O julgamento do caso Mércia Nakashima, assassinada em 2010, que ocorre no fórum de Guarulhos, apresenta uma novidade. Ao autorizar a transmissão em tempo real do julgamento, o juiz Leandro Bittencourt Cano produziu um avanço no combate à sensação de impunidade que existe no Brasil – segundo referência feita pelo próprio julgador. Neste momento não se trata de saber o resultado, ou seja, se o réu será condenado ou absolvido. Trata-se de garantir o direito da sociedade de conhecer o debate, acompanhar os detalhes da tomada de posição, afinal, dela própria diante de um assassinato que atraiu a atenção da população por meses a fio e provocou gastos dos agentes públicos encarregados da apuração dos fatos.

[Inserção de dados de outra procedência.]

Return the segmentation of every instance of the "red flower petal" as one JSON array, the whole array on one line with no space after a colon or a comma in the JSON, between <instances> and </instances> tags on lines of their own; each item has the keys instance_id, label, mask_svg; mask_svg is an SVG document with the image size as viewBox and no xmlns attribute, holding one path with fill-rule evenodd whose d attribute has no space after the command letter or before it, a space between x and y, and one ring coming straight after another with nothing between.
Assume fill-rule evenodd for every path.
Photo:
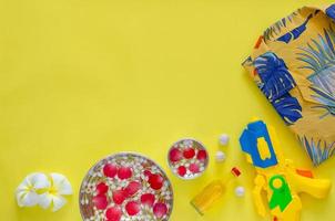
<instances>
[{"instance_id":1,"label":"red flower petal","mask_svg":"<svg viewBox=\"0 0 335 221\"><path fill-rule=\"evenodd\" d=\"M186 167L185 166L180 166L177 168L177 173L179 173L179 176L184 177L186 175Z\"/></svg>"},{"instance_id":2,"label":"red flower petal","mask_svg":"<svg viewBox=\"0 0 335 221\"><path fill-rule=\"evenodd\" d=\"M125 211L129 215L135 215L140 212L141 206L135 201L129 201L125 204Z\"/></svg>"},{"instance_id":3,"label":"red flower petal","mask_svg":"<svg viewBox=\"0 0 335 221\"><path fill-rule=\"evenodd\" d=\"M197 155L196 155L196 159L199 159L200 161L205 161L207 159L207 152L204 149L199 150Z\"/></svg>"},{"instance_id":4,"label":"red flower petal","mask_svg":"<svg viewBox=\"0 0 335 221\"><path fill-rule=\"evenodd\" d=\"M118 171L118 177L120 179L128 179L131 178L131 176L133 175L131 168L129 167L121 167Z\"/></svg>"},{"instance_id":5,"label":"red flower petal","mask_svg":"<svg viewBox=\"0 0 335 221\"><path fill-rule=\"evenodd\" d=\"M98 194L104 194L109 191L109 187L104 182L97 185L95 189Z\"/></svg>"},{"instance_id":6,"label":"red flower petal","mask_svg":"<svg viewBox=\"0 0 335 221\"><path fill-rule=\"evenodd\" d=\"M143 173L144 173L144 176L146 176L146 177L149 177L149 176L151 176L151 175L152 175L152 172L151 172L150 170L148 170L148 169L146 169L146 170L144 170L144 172L143 172Z\"/></svg>"},{"instance_id":7,"label":"red flower petal","mask_svg":"<svg viewBox=\"0 0 335 221\"><path fill-rule=\"evenodd\" d=\"M195 155L195 150L194 150L193 148L190 148L190 147L186 148L186 149L184 149L184 151L183 151L183 156L184 156L184 158L186 158L186 159L193 158L194 155Z\"/></svg>"},{"instance_id":8,"label":"red flower petal","mask_svg":"<svg viewBox=\"0 0 335 221\"><path fill-rule=\"evenodd\" d=\"M118 167L115 165L112 164L106 164L103 167L103 175L110 178L115 177L115 175L118 173Z\"/></svg>"},{"instance_id":9,"label":"red flower petal","mask_svg":"<svg viewBox=\"0 0 335 221\"><path fill-rule=\"evenodd\" d=\"M156 218L161 219L168 213L168 207L163 202L158 202L153 206L153 213Z\"/></svg>"},{"instance_id":10,"label":"red flower petal","mask_svg":"<svg viewBox=\"0 0 335 221\"><path fill-rule=\"evenodd\" d=\"M115 204L122 204L125 198L126 198L126 193L123 190L113 191L113 201L115 202Z\"/></svg>"},{"instance_id":11,"label":"red flower petal","mask_svg":"<svg viewBox=\"0 0 335 221\"><path fill-rule=\"evenodd\" d=\"M180 149L177 148L173 148L170 150L169 152L169 159L172 161L172 162L176 162L179 160L181 160L183 158L183 154Z\"/></svg>"},{"instance_id":12,"label":"red flower petal","mask_svg":"<svg viewBox=\"0 0 335 221\"><path fill-rule=\"evenodd\" d=\"M141 196L141 203L152 207L154 203L154 199L155 199L154 194L145 193Z\"/></svg>"},{"instance_id":13,"label":"red flower petal","mask_svg":"<svg viewBox=\"0 0 335 221\"><path fill-rule=\"evenodd\" d=\"M94 203L98 210L104 210L109 203L104 194L98 194L93 197L92 202Z\"/></svg>"},{"instance_id":14,"label":"red flower petal","mask_svg":"<svg viewBox=\"0 0 335 221\"><path fill-rule=\"evenodd\" d=\"M138 181L131 181L125 188L124 192L126 193L128 197L131 197L135 194L140 189L142 185Z\"/></svg>"},{"instance_id":15,"label":"red flower petal","mask_svg":"<svg viewBox=\"0 0 335 221\"><path fill-rule=\"evenodd\" d=\"M111 207L105 211L108 221L120 221L122 217L122 210L120 207Z\"/></svg>"},{"instance_id":16,"label":"red flower petal","mask_svg":"<svg viewBox=\"0 0 335 221\"><path fill-rule=\"evenodd\" d=\"M148 180L150 187L154 190L161 189L163 186L163 181L164 179L161 175L151 175Z\"/></svg>"},{"instance_id":17,"label":"red flower petal","mask_svg":"<svg viewBox=\"0 0 335 221\"><path fill-rule=\"evenodd\" d=\"M199 169L199 165L196 164L191 164L190 167L189 167L190 171L193 172L193 173L196 173L200 171Z\"/></svg>"}]
</instances>

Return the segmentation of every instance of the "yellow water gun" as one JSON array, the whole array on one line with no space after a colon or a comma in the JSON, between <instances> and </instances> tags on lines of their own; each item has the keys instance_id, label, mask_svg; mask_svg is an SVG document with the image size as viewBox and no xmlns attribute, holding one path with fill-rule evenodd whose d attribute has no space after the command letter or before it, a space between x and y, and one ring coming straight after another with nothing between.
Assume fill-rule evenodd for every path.
<instances>
[{"instance_id":1,"label":"yellow water gun","mask_svg":"<svg viewBox=\"0 0 335 221\"><path fill-rule=\"evenodd\" d=\"M274 221L297 221L302 202L298 193L325 198L332 187L329 180L314 179L312 171L296 169L285 159L274 128L262 120L250 123L240 137L246 159L256 169L253 190L254 204L258 214L266 215L266 204ZM264 203L262 192L267 194Z\"/></svg>"}]
</instances>

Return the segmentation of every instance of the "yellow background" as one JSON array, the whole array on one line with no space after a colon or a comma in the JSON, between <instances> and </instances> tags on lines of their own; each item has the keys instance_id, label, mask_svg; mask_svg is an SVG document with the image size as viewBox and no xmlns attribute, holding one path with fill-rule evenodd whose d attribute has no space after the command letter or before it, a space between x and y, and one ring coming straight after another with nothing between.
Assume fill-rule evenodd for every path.
<instances>
[{"instance_id":1,"label":"yellow background","mask_svg":"<svg viewBox=\"0 0 335 221\"><path fill-rule=\"evenodd\" d=\"M258 34L302 0L0 0L0 220L81 220L78 191L106 155L138 151L156 160L174 187L172 221L260 220L251 199L254 171L237 143L252 116L276 127L284 152L312 168L293 134L242 69ZM224 164L183 181L168 169L175 140L209 148L231 135ZM189 200L210 180L240 166L234 183L203 218ZM335 159L314 168L335 181ZM33 171L62 172L74 194L59 212L20 209L14 190ZM325 200L303 196L302 220L332 220Z\"/></svg>"}]
</instances>

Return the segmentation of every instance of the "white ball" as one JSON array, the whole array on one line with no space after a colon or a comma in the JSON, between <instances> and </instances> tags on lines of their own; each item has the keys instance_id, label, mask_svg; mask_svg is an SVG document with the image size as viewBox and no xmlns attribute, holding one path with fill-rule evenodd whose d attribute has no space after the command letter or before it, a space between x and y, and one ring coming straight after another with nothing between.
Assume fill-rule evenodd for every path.
<instances>
[{"instance_id":1,"label":"white ball","mask_svg":"<svg viewBox=\"0 0 335 221\"><path fill-rule=\"evenodd\" d=\"M225 160L225 154L223 151L219 150L219 151L216 151L215 158L216 158L216 161L223 162Z\"/></svg>"},{"instance_id":2,"label":"white ball","mask_svg":"<svg viewBox=\"0 0 335 221\"><path fill-rule=\"evenodd\" d=\"M230 136L227 134L222 134L219 138L221 145L227 145L230 141Z\"/></svg>"},{"instance_id":3,"label":"white ball","mask_svg":"<svg viewBox=\"0 0 335 221\"><path fill-rule=\"evenodd\" d=\"M245 189L244 189L244 187L236 187L236 189L235 189L235 194L237 196L237 197L243 197L244 196L244 193L245 193Z\"/></svg>"}]
</instances>

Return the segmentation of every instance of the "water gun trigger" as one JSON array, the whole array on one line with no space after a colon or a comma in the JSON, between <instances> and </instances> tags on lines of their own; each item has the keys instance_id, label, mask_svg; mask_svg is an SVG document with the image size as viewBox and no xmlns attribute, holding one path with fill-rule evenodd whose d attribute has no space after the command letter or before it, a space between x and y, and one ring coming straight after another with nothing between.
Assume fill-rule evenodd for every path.
<instances>
[{"instance_id":1,"label":"water gun trigger","mask_svg":"<svg viewBox=\"0 0 335 221\"><path fill-rule=\"evenodd\" d=\"M262 160L271 158L271 152L264 137L257 138L257 148Z\"/></svg>"}]
</instances>

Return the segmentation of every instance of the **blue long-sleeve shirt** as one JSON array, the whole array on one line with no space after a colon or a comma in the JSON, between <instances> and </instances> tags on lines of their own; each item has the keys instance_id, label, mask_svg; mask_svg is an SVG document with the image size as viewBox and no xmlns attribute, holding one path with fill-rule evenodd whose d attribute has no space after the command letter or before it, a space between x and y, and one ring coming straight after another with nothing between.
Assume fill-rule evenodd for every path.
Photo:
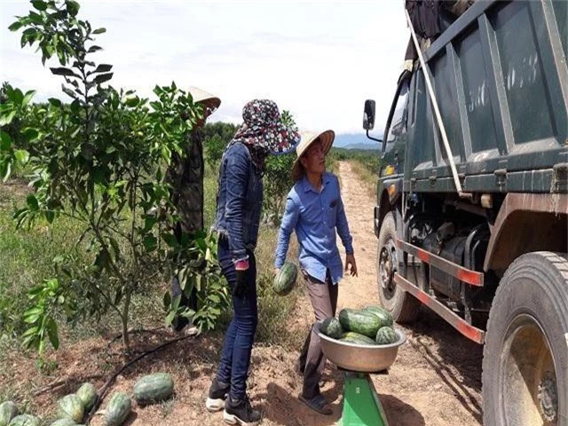
<instances>
[{"instance_id":1,"label":"blue long-sleeve shirt","mask_svg":"<svg viewBox=\"0 0 568 426\"><path fill-rule=\"evenodd\" d=\"M306 177L292 187L286 201L276 247L274 266L281 268L293 231L300 243L300 267L313 278L326 280L329 269L334 284L343 276L343 268L335 243L335 229L348 255L353 254L352 237L341 199L339 181L332 173L324 173L318 193Z\"/></svg>"}]
</instances>

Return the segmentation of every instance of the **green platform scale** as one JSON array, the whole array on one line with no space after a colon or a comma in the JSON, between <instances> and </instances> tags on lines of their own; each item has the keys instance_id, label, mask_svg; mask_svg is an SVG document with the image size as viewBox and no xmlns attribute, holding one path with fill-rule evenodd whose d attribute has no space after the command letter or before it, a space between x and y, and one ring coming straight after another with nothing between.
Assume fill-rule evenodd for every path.
<instances>
[{"instance_id":1,"label":"green platform scale","mask_svg":"<svg viewBox=\"0 0 568 426\"><path fill-rule=\"evenodd\" d=\"M389 426L370 375L342 370L345 376L343 410L337 426Z\"/></svg>"}]
</instances>

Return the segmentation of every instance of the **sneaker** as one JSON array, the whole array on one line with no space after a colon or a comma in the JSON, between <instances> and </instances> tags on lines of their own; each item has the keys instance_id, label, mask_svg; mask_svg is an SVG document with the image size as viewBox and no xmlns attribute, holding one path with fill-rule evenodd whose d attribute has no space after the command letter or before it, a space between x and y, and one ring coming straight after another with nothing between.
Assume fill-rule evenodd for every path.
<instances>
[{"instance_id":1,"label":"sneaker","mask_svg":"<svg viewBox=\"0 0 568 426\"><path fill-rule=\"evenodd\" d=\"M256 426L260 423L260 411L253 410L248 397L244 399L233 399L230 396L225 401L223 420L225 423L239 426Z\"/></svg>"},{"instance_id":2,"label":"sneaker","mask_svg":"<svg viewBox=\"0 0 568 426\"><path fill-rule=\"evenodd\" d=\"M225 400L229 394L230 389L230 384L218 382L217 377L215 377L211 382L207 401L205 401L205 408L207 408L207 411L215 413L225 408Z\"/></svg>"}]
</instances>

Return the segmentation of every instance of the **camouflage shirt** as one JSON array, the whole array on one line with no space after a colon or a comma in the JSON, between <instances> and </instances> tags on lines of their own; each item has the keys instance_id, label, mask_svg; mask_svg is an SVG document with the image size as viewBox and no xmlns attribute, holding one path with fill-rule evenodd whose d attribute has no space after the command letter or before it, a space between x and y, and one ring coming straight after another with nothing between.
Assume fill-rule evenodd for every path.
<instances>
[{"instance_id":1,"label":"camouflage shirt","mask_svg":"<svg viewBox=\"0 0 568 426\"><path fill-rule=\"evenodd\" d=\"M173 153L167 179L172 185L171 201L180 217L179 225L187 233L203 229L203 145L201 131L187 137L185 158Z\"/></svg>"}]
</instances>

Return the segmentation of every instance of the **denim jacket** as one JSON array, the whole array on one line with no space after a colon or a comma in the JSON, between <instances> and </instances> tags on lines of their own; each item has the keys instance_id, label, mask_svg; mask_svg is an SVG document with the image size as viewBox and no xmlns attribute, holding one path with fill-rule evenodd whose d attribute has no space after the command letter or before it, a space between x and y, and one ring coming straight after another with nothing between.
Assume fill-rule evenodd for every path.
<instances>
[{"instance_id":1,"label":"denim jacket","mask_svg":"<svg viewBox=\"0 0 568 426\"><path fill-rule=\"evenodd\" d=\"M233 261L254 250L263 206L263 180L248 148L237 142L225 152L217 179L217 212L212 229L227 238Z\"/></svg>"}]
</instances>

Garantindo a preservação dos jurados, para que não se sintam coagidos na formação de opinião sobre o debate entre defesa e acusação e possam decidir com critérios justos, baseados nas provas, o magistrado de Guarulhos abriu uma ampla porta para a transparência. Essa iniciativa de jogar luz no processo de julgamento de um assassinato pode até, eventualmente, provocar um debate jurídico sobre a exposição de outros envolvidos no caso e levantar resistências dentro do próprio Judiciário. Mas diante da repercussão do caso, de tudo o que a sociedade já tomou conhecimento, é preciso lembrar que houve um crime contra a vida. A senhora Mércia Nakashima, aos 28 anos, foi assassinada. Saber o que aconteceu com ela naquele dia é um exigência incontornável da família – e um direito da comunidade paulistana.
Cabe agora aos meios de comunicação social fazerem seu trabalho usando a porta aberta pelo juiz. Ao final, o julgamento terá colaborado para o esclarecimento do caso, e acrescentado um ponto positivo nesse processo terrível de desqualificação das instituições que é o descrédito nas regras de convivência.
É preciso que as pessoas acreditem que matar é crime – e que fique bem claro que quem mata tem de ser punido. Se não tiver sido o réu em questão, Mizael Bispo de Souza, que ele seja absolvido. E que a transparência adotada pelo juiz sirva para que se limpe publicamente sua conduta. Se for culpado, que pague pelo que fez.
(Texto também publicado na Edição Noite do Estadão no iPad)
QUE MAIS PODEMOS DIZER?
O BRASIL É SIM UM PAÍS CUJO CRIME COMPENSA. CRIMOSOS ARTICULADOS SABEM DISSO, TAMBÉM BANDIDOS PÉS DE CHINELO.
É IMPOSSÍVEL NÃO ACREDITAR NA IMPUNIDADE QUANDO VIMOS UM RENAM PRESIDENTE DO SENADO, UM JENUINO CONDENADO ASSUMINDO O CARGO DE DEPUTADO, UM GIL RUGAI SENDO CONDENADO A 34 ANOS DE PRISÃO E SAINDO DO FORUM PELA PORTA DA FRENTE, INDO PARA UMA CHURRASCARIA E AINDA COM DIREITO A HERANÇA DO PAI QUE ELE MESMO MATOU….. QUE PAÍS É ESSE??? TERRA SEM DONO, TERRA DE DIRIGENTES QUE FALTA VERGONHA NA CARA….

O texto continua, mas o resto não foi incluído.